Egipto había perdido el acceso a los elefantes de guerra indios que usaban sus rivales seléucidas, así que organizó expediciones para capturar elefantes africanos en el Sudán y el cuerno de África. Kom Ombo, por su situación en la ruta del sur, funcionó como campamento de adiestramiento y estación de paso de aquellos animales. La ciudad era también centro de comercio de oro procedente de las minas del desierto oriental, de donde le viene el nombre.
Lo que se ha perdido
Buena parte del templo ya no está. El pilono de entrada, el patio y todo el frente cayeron al Nilo cuando el río socavó el terreno, y lo que hoy se ve empieza prácticamente por la sala hipóstila. El resto quedó enterrado bajo la arena y las crecidas hasta que se despejó a finales del siglo XIX.
Eso tiene una consecuencia agradable para el visitante: al no haber techos ni muros exteriores completos, el templo entra en luz por todas partes y los relieves se ven mucho mejor que en cualquier otro. Aquí se conserva además bastante color original en los capiteles y en las cornisas.
Se sigue excavando. En 2018 aparecieron en el recinto un busto del emperador Marco Aurelio y una esfinge de arenisca de época ptolemaica.
Cómo visitarlo
- Casi todo el mundo llega en crucero, en la escala entre Edfu y Asuán. El barco atraca a cien metros del templo y se sube andando.

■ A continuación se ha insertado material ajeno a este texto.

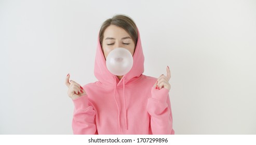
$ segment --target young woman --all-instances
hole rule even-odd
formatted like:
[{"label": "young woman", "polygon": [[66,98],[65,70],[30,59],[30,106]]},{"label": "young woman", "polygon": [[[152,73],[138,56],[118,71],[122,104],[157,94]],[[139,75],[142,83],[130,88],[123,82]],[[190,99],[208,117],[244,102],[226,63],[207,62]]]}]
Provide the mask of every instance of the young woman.
[{"label": "young woman", "polygon": [[[110,52],[116,48],[133,56],[131,69],[115,76],[106,66]],[[157,79],[142,74],[144,55],[140,34],[129,17],[116,15],[106,20],[99,33],[95,75],[98,81],[82,87],[66,77],[68,95],[74,104],[74,134],[174,134],[169,91],[171,78]]]}]

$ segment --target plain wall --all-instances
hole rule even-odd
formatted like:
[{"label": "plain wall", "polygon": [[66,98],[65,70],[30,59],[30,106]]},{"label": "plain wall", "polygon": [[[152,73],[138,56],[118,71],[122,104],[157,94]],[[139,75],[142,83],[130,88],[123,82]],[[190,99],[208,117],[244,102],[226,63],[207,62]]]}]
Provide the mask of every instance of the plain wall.
[{"label": "plain wall", "polygon": [[241,0],[0,1],[0,134],[73,134],[65,78],[97,80],[98,32],[118,13],[144,74],[170,68],[176,134],[256,134],[256,1]]}]

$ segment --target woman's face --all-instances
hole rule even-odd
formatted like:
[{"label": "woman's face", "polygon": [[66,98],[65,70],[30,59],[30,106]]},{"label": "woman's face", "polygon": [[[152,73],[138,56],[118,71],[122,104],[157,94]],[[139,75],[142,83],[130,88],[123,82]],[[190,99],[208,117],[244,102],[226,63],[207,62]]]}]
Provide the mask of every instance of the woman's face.
[{"label": "woman's face", "polygon": [[118,47],[127,49],[133,55],[134,42],[124,29],[110,25],[105,30],[103,36],[102,47],[105,59],[106,59],[110,51]]}]

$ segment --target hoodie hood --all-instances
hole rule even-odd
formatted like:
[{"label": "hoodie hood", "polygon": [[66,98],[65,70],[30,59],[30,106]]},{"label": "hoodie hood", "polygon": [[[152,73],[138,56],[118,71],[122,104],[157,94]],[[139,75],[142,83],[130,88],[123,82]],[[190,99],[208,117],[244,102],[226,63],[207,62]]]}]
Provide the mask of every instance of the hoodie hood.
[{"label": "hoodie hood", "polygon": [[106,67],[106,60],[100,45],[99,35],[95,57],[95,76],[102,85],[111,87],[122,85],[122,82],[125,79],[125,82],[124,82],[124,85],[127,84],[132,78],[139,77],[144,72],[144,55],[139,31],[138,31],[137,44],[132,57],[133,59],[132,67],[127,74],[124,75],[122,79],[119,81],[117,77],[111,74]]}]

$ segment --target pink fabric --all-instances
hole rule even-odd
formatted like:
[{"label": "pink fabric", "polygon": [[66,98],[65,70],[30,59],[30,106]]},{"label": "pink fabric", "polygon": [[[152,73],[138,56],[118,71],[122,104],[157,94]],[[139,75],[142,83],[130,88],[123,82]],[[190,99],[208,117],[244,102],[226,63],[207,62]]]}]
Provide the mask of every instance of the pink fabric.
[{"label": "pink fabric", "polygon": [[157,78],[142,75],[140,34],[131,70],[119,80],[107,70],[98,38],[95,75],[73,100],[74,134],[174,134],[169,91],[154,88]]}]

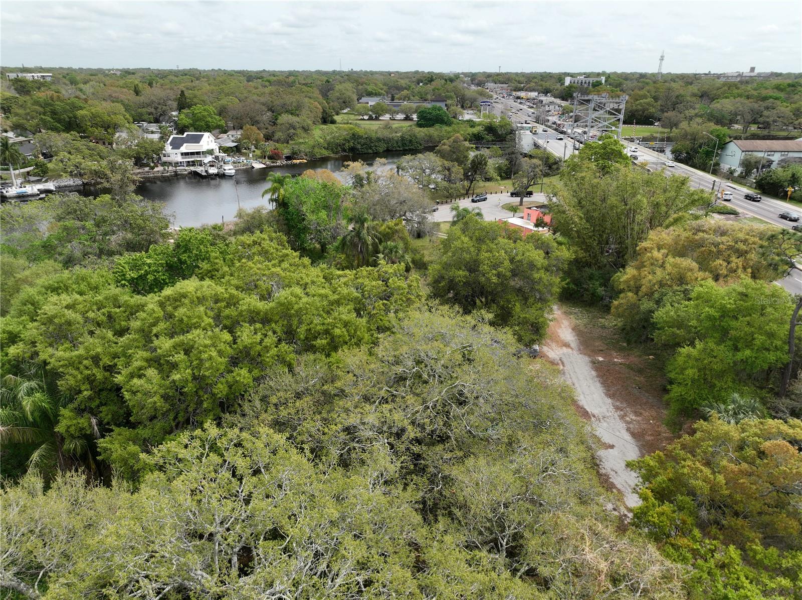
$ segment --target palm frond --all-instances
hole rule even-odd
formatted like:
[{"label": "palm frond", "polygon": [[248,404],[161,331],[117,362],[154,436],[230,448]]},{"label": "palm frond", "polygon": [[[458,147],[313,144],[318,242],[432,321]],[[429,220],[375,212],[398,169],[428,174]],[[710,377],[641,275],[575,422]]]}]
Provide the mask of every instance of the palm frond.
[{"label": "palm frond", "polygon": [[55,460],[55,444],[46,441],[30,455],[28,459],[28,469],[39,469],[48,462]]},{"label": "palm frond", "polygon": [[79,438],[65,440],[62,448],[67,454],[72,454],[75,457],[79,457],[89,449],[87,441]]},{"label": "palm frond", "polygon": [[19,406],[29,421],[41,421],[47,418],[53,423],[59,413],[59,401],[49,394],[38,391],[19,398]]},{"label": "palm frond", "polygon": [[48,433],[38,427],[0,425],[0,442],[3,444],[30,444],[47,440]]}]

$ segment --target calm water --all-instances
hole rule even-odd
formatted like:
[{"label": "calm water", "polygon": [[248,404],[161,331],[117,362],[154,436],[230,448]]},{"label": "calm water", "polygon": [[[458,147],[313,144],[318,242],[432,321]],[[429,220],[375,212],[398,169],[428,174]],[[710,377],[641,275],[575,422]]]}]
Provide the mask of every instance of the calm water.
[{"label": "calm water", "polygon": [[142,182],[136,188],[136,193],[150,200],[164,202],[166,212],[174,215],[174,225],[196,227],[205,223],[220,223],[224,219],[230,220],[237,213],[237,206],[243,208],[268,206],[267,199],[261,198],[261,192],[267,187],[265,179],[270,173],[300,175],[307,169],[328,169],[339,176],[338,171],[342,168],[344,163],[349,161],[362,160],[372,164],[377,158],[383,158],[387,159],[388,167],[392,167],[402,156],[410,154],[415,152],[344,155],[310,160],[292,167],[237,169],[237,175],[233,177],[165,177]]}]

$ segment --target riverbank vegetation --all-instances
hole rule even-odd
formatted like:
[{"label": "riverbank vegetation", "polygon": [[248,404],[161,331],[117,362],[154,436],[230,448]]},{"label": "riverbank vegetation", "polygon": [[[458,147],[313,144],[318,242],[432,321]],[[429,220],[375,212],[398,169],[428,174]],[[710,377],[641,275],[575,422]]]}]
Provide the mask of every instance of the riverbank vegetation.
[{"label": "riverbank vegetation", "polygon": [[[190,79],[182,111],[210,85]],[[350,98],[330,83],[329,101]],[[306,111],[282,121],[296,143],[359,129],[324,123],[319,103],[305,129],[320,90],[268,95]],[[119,161],[107,195],[0,210],[2,589],[793,597],[800,304],[771,282],[796,268],[802,236],[709,220],[708,192],[607,139],[562,163],[521,157],[504,121],[387,130],[359,135],[442,139],[397,171],[354,161],[343,183],[272,174],[273,210],[227,228],[168,229]],[[504,142],[476,151],[478,132]],[[91,158],[87,134],[39,135],[66,144],[59,160],[109,158]],[[465,208],[431,236],[433,197],[547,175],[553,236]],[[659,348],[674,423],[699,420],[632,464],[629,525],[573,391],[519,357],[561,295]]]},{"label": "riverbank vegetation", "polygon": [[[350,175],[273,175],[275,210],[228,231],[119,194],[0,211],[5,590],[677,597],[608,513],[571,390],[515,355],[569,251],[464,216],[427,296],[393,199],[419,188]],[[516,286],[455,296],[499,252]]]}]

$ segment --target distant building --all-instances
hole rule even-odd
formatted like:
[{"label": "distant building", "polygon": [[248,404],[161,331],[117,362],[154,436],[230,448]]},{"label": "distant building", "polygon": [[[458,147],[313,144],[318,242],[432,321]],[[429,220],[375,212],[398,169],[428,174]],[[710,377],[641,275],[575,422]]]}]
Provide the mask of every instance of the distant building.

- Por carretera son unos cuarenta y cinco minutos desde Asuán, y se combina bien con una jornada por la orilla del Nilo.
- Ve al atardecer o de noche. Es cuando lo iluminan, y la diferencia es enorme.
- Calcula una hora, hora y media con el museo.

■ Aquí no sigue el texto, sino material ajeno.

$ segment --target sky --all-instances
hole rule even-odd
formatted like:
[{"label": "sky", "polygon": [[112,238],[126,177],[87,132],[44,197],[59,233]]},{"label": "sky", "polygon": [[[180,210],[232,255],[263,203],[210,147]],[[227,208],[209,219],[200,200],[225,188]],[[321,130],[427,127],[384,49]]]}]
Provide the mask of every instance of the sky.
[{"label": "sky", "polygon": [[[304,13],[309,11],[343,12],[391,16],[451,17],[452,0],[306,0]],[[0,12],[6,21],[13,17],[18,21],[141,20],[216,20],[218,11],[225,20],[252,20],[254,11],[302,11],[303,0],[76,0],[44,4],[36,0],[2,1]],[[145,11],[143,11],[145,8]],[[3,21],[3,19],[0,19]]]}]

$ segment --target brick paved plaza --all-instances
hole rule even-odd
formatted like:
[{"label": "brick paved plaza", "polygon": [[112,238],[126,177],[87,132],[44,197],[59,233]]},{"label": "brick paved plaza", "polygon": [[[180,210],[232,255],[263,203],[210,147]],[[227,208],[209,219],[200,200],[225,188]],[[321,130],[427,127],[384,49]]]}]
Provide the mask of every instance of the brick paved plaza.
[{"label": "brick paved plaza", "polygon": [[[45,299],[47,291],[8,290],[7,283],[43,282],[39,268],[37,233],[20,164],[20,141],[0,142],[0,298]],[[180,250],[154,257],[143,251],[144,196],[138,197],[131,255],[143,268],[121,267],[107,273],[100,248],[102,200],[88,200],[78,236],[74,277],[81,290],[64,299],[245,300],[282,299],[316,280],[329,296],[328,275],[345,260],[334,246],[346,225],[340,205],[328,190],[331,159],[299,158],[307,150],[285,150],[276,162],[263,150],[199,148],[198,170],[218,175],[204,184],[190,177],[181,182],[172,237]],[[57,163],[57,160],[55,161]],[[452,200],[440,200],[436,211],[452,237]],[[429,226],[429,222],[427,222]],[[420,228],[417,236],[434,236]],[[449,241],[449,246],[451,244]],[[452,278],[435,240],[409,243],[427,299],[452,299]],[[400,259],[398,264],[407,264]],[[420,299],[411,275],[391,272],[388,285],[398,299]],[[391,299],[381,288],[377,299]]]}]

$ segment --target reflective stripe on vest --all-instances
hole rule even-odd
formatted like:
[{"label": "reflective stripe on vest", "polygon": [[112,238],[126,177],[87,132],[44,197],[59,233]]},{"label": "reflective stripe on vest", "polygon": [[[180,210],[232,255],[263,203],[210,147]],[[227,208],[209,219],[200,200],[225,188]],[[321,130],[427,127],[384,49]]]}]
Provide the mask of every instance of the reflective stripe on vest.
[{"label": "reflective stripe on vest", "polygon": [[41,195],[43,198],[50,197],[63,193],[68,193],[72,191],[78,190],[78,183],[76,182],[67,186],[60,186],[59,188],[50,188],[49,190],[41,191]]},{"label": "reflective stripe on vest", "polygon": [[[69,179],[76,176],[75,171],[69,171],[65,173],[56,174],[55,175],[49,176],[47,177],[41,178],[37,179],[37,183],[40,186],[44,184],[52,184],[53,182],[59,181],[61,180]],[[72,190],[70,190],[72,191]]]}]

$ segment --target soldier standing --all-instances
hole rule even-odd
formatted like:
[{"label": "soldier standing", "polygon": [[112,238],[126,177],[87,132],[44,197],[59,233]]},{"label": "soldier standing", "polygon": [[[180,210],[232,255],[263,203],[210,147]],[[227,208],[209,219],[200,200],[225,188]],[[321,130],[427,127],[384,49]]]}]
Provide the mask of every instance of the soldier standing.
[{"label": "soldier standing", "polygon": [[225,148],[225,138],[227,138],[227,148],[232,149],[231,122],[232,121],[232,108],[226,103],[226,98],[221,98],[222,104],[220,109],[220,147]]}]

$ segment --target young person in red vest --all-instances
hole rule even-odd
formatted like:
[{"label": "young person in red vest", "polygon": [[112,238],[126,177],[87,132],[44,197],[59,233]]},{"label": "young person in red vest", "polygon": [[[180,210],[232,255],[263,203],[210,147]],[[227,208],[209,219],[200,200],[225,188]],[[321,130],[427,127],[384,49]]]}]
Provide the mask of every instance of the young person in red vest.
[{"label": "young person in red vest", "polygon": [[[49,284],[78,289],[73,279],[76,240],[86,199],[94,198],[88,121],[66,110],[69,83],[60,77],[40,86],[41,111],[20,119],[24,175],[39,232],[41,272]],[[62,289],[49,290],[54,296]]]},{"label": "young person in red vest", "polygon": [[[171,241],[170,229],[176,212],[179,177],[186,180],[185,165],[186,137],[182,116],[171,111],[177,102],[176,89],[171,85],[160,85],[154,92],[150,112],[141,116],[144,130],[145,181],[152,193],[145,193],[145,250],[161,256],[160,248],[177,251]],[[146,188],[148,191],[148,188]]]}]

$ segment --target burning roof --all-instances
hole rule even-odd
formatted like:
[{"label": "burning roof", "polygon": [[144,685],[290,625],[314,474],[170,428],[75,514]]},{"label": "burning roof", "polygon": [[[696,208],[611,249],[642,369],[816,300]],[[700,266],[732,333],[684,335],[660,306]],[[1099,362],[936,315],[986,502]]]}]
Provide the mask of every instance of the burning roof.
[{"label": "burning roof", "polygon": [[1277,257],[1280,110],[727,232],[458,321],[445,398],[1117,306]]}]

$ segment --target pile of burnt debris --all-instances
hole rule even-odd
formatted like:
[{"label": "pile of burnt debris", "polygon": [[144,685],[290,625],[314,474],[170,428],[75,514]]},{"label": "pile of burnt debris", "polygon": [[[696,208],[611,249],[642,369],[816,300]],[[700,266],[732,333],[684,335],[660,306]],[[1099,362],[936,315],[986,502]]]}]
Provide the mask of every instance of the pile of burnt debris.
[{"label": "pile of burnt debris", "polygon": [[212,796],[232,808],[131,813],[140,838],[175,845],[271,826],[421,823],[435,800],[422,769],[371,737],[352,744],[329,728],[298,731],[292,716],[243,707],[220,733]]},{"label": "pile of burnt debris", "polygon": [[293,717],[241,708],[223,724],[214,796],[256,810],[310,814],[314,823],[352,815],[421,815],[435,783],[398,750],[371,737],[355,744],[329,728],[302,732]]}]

- Busca el muro trasero. Los relieves médicos, el calendario y el retrato del emperador Macrino están todos fuera del recorrido principal, en la parte de atrás, y muchos grupos no llegan.
- Entra en el museo. La entrada es aparte y merece mucho la pena.
- Las tarifas se revisan con frecuencia. Consúltalas poco antes de viajar.
Un detalle para buscar
En el santuario hay un relieve del emperador romano Macrino junto a su hijo Diadumeniano, vestidos de faraones y haciendo ofrendas a los dioses egipcios. Macrino reinó catorce meses en el año 217 y es una figura marginal de la historia romana; esta es prácticamente la única representación suya en un templo egipcio, y una de las últimas veces que un emperador aparece grabado a la manera faraónica.
Con qué combinarlo
Kom Ombo es la parada intermedia natural entre Edfu y Asuán, y forma parte del itinerario de casi todos los cruceros. En Asuán se enlaza con el obelisco inacabado, la presa alta y las tumbas de los nobles.
Si te interesan los templos tardíos y bien conservados, el otro imprescindible es el templo de Dendera, de la misma época y con el techo astronómico completo.
Por qué merece la pena
Porque es distinto de todo lo demás. Después de una semana de templos que repiten el mismo esquema, llegar a uno construido dos veces, con dos ejes paralelos y dos santuarios gemelos, obliga a mirar de otra manera.
Y porque la razón de esa rareza es completamente humana: dos comunidades, dos dioses y un arquitecto que resolvió el problema partiendo el edificio por la mitad.